The 2018 misconduct constituted a material breach of an October 2017 non-prosecution agreement (NPA) between the U.S. Attorney’s Office for the District of Connecticut and NatWest’s U.S. broker-dealer subsidiary, NatWest Markets Securities (formerly RBS Securities), according to the Department of Justice. The scheme occurred while NatWest (formerly The Royal Bank of Scotland) was on probation following its January 2017 sentencing for conspiring to manipulate the foreign currency exchange market.
In a statement, NatWest Markets noted it “reported the trading upon discovery and, following investigation, dismissed the employees concerned.”
“Company executives should realize that investment in compliance programs can avoid situations like this and take action accordingly.”
Deputy Attorney General Lisa Monaco
Spoofing misconduct: “In each scheme, NatWest traders engaged in ‘spoofing’ by placing orders with the intent to cancel those orders before execution, attempting to profit by deceiving other market participants by injecting false and misleading information regarding the existence of genuine supply and demand in the market,” the Department of Justice stated. “The spoof orders were designed to artificially push up or down the prevailing market price so that the NatWest traders could trade more profitably as a result of these schemes.”

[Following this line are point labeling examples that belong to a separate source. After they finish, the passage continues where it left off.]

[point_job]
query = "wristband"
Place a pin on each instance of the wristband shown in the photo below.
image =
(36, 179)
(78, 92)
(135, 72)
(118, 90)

In one example cited, a NatWest trader engaged in cross-market manipulation by placing spoof orders in the futures market to profit from trading in the cash market.
Aggravating factors: The Justice Department stated several relevant considerations contributed to its criminal resolution with NatWest, “including the nature and seriousness of the offense, NatWest’s substantial prior history of other criminal conduct and civil and regulatory actions against it, its breach of a prior agreement, and the state of NatWest’s compliance program.”
According to plea agreement documents, NatWest “had an inadequate and ineffective compliance program and internal controls as they related to prevention and prompt detection of fraudulent trade practices, such as spoofing.”
“As we have previously warned, there will be serious consequences for a company that breaches the terms of an agreement with the government,” said Deputy Attorney General Lisa Monaco in a press release. “… Company executives should realize that investment in compliance programs can avoid situations like this and take action accordingly.”
NatWest stated the plea agreement reached with the Department of Justice and the U.S. Attorney’s Office for the District of Connecticut “will resolve both the spoofing conduct and the breach of the NPA.”
NatWest Markets CEO Robert Begbie said the bank is “pleased to resolve this matter” and that “the behavior of these individuals was unacceptable and has no place in the bank we are today.”
Last week, NatWest was fined £264.8 million (U.S. $350 million) for three offenses of failing to comply with the U.K.’s anti-money laundering laws. The fine marked the first time the U.K. Financial Conduct Authority pursued criminal charges for money laundering failings.